From rah at shipwright.com  Mon Feb 28 12:53:34 2005
From: rah at shipwright.com (R.A. Hettinga)
Date: Mon, 28 Feb 2005 15:53:34 -0500
Subject: Diana West: Fear and loathing of the gonzo establishment
Message-ID: <p061104a5be48f9ae194c@[68.167.57.91]>

<http://www.townhall.com/columnists/dianawest/printdw20050228.shtml>

Townhall.com

Fear and loathing of the gonzo establishment
Diana West (back to web version) | Send

February 28, 2005

If there is one thing that bugs the Left, it's the idea of empire -- and
particularly the idea of its own established empire -- the media culture it
still dominates by dint of groupthink.

 That's why when Hunter S. Thompson committed suicide at age 67, the empire
of the Left, a.k.a. the mainstream media (MSM), had to pretend that a bona
fide "iconoclast" had died, someone at odds with the establishment -- "like
Galileo or Martin Luther," as Orville Schell, dean of the Graduate School
of Journalism at UC Berkeley, rather colossally saw fit to describe
Thompson's clip file for the ages.

Far from living life on the fringe -- which is not to say he didn't live a
fringey life -- Thompson was enshrined as an icon by the so-called
establishment. By "establishment" I mean the prevailing powers that be, the
media and cultural powers for whom Thompson was never a threat, but always
a promise. He has long been appreciated, if not celebrated, for his open
and prodigious drug use. (He was "who Mark Twain might have been if Twain
had discovered acid," friend and National Public Radio foreign editor Loren
Jenkins told The Washington Times.) And he has been consistently applauded
for a concocted reportage that divorced "journalism" from fact. (His work
was "true in a way the bean counters would never understand," said a New
York Times appreciation not penned by Jayson Blair.) Thompson's "gonzo"
career was a template for counter-cultural behaviors and attitudes that had
reshaped the American mainstream by the end of the 1960s. Tantrums.
Hedonism. Self-absorption. And the "craziness," the Washington Post
appreciation toasted, "that comes with sticking the big toe of your brain
in the socket of 'high-powered blotter acid,' and 'uppers, downers,
screamers, laughers.'"

Guess you had to be there. Even if you weren't, even if you tried to read
"Fear and Loathing on the Campaign Trail" and couldn't, the "gonzo"
sensibility lives on.
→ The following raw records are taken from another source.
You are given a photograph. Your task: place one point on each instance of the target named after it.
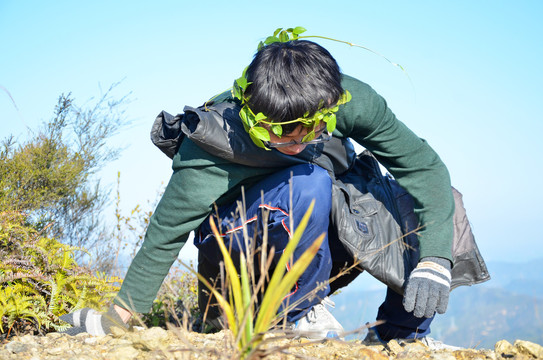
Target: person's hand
(92, 322)
(428, 287)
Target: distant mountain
(509, 306)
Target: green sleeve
(414, 164)
(198, 180)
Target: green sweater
(201, 179)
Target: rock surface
(157, 344)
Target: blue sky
(474, 95)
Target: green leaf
(260, 116)
(236, 92)
(310, 136)
(331, 123)
(271, 39)
(298, 30)
(242, 82)
(243, 115)
(260, 133)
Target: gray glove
(428, 287)
(92, 322)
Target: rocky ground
(157, 343)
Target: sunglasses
(323, 137)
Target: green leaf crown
(257, 125)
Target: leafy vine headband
(257, 125)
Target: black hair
(290, 79)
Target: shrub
(40, 279)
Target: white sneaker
(373, 338)
(318, 323)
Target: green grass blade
(231, 271)
(247, 327)
(267, 312)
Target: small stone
(468, 354)
(442, 355)
(17, 347)
(55, 335)
(529, 348)
(90, 341)
(123, 353)
(394, 347)
(504, 348)
(117, 331)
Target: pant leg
(271, 198)
(399, 324)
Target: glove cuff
(111, 318)
(446, 263)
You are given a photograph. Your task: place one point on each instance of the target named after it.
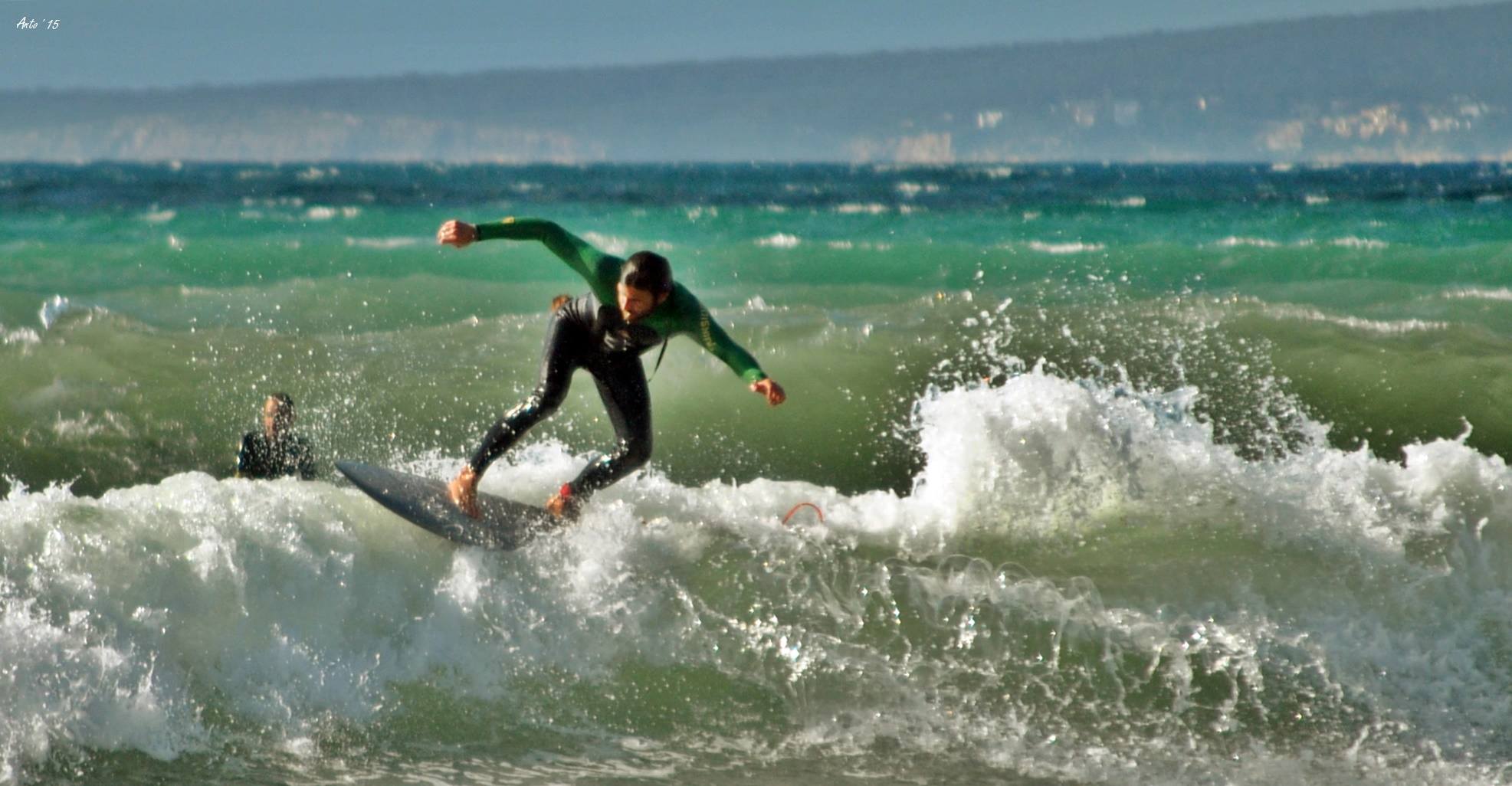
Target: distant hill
(1415, 87)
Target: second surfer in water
(632, 307)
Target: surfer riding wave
(632, 307)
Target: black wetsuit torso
(262, 458)
(590, 333)
(587, 335)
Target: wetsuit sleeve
(244, 457)
(575, 251)
(713, 337)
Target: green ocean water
(1128, 475)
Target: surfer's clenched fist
(772, 391)
(463, 490)
(457, 233)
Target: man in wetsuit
(276, 450)
(632, 307)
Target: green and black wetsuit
(264, 458)
(590, 333)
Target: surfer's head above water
(644, 283)
(277, 413)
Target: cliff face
(1417, 87)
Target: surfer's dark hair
(648, 271)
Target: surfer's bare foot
(463, 490)
(564, 506)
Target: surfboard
(424, 503)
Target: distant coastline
(1412, 87)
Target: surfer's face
(637, 303)
(276, 416)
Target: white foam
(18, 336)
(385, 244)
(1235, 241)
(1358, 242)
(57, 307)
(1075, 247)
(1395, 327)
(861, 208)
(1234, 590)
(779, 241)
(1476, 293)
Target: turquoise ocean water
(1128, 475)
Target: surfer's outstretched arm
(595, 267)
(697, 323)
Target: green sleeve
(584, 260)
(697, 323)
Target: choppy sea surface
(1128, 475)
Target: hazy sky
(167, 43)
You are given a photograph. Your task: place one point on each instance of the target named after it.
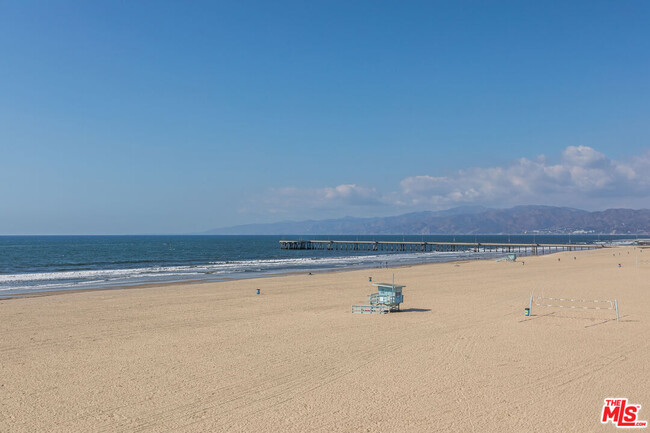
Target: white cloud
(583, 178)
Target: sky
(180, 117)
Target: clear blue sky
(177, 117)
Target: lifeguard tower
(386, 300)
Indeed, the gonzo sensibility has infused our culture
to the point where it's no longer a relic of the old counter-culture, but
is an innate characteristic of the establishment today. Who keeps his head
up in the mainstream today who isn't gonzo-"wild" and gonzo-"crazy"? In
gonzo we trust. This explains not only the lavishness of praise being
heaped upon Thompson, but also the extraordinary lengths to which his
appreciators -- and they are legion -- have gone to palliate his lifelong
depravities.

My favorite: His was a "lifestyle dominated by a long and sophisticated
romance with drugs," said the New York Times appreciation, quite
picturesquely dispensing with the ravages of chronic drug use. Then there
is Thompson's "obscenity-laced prose."  Not to worry, said his Times
obituary, expletives "broke down walls between reader and writer." As for
his "creative blend of fact and fantasy" (wasn't that Dan Rather's
problem?), his "rule-breaking style" and "outrageous voice," they "helped
refocus the nation's customarily straitlaced political dialogue." How? The
obit doesn't say, but maybe his political coverage that "made no secret of
his hatred of Nixon" had something to do with it. And thank goodness. What
would the republic have done without him? Too bad he couldn't have been
around to refocus the Constitutional Convention.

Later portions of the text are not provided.